UK

Kate Thornton and Neev get sponsored by QVC on Greatest Hits Radio and Magic

QVC UK has booked its first ever radio sponsorship campaign with Bauer Media, across Magic Radio and Greatest Hits Radio.
Helping to reach Gen X women across the UK, the campaign aims to establish QVC as the ultimate all-occasion shopping destination amongst listeners, especially in the run up to the festive season.
From October until the end of the year, QVC will become the official sponsor of weekday afternoons with Neev Spencer on Magic Radio and Saturday afternoons with Kate Thornton on Greatest Hits Radio, with credits and trails throughout.
Alongside radio, the sponsorship will also include videos on Magic Radio and Greatest Hits Radio’s social channels.
Kate Thornton will give a sneak peek into her present buying routine, while Neev and fellow Magic Radio presenter Emma B will get ready to sparkle at their Christmas party with help from QVC’s partywear.
Leveraging Bauer’s publishing portfolio, the campaign will also utilise Bauer Illuminate’s first party data to target audiences online.

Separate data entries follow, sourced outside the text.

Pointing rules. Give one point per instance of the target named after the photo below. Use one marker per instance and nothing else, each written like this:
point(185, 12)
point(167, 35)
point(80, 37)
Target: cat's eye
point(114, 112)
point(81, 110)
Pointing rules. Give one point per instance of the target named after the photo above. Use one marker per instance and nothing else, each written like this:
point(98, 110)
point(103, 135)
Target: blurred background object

High impact video content will be delivered directly to specific audience segments across titles including Grazia and heat.
Simon Kilby, MD, Bauer Media Advertising said: “The festive period is always one of the most competitive times of the year for advertisers, with every brand trying to get in front of their audiences.
“We’re delighted that QVC has booked its first ever radio sponsorship with us, utilising our presenters and their close relationships with their listeners to cut through and both raise awareness and consideration of QVC as well as drive audiences to buy their products, creating impact across the funnel.”
Jayne Bristow, Commerce Director at QVC UK says “I am pleased to be partnering with Bauer Media for our Quarter 4 brand campaign, where we will showcase QVC’s premium gifting offer across Magic Radio and Greatest Hits Radio.
“Our target audience are smart Gen X women who love to shop. This partnership will enable us to raise awareness of the QVC brand and drive new customers to our website.”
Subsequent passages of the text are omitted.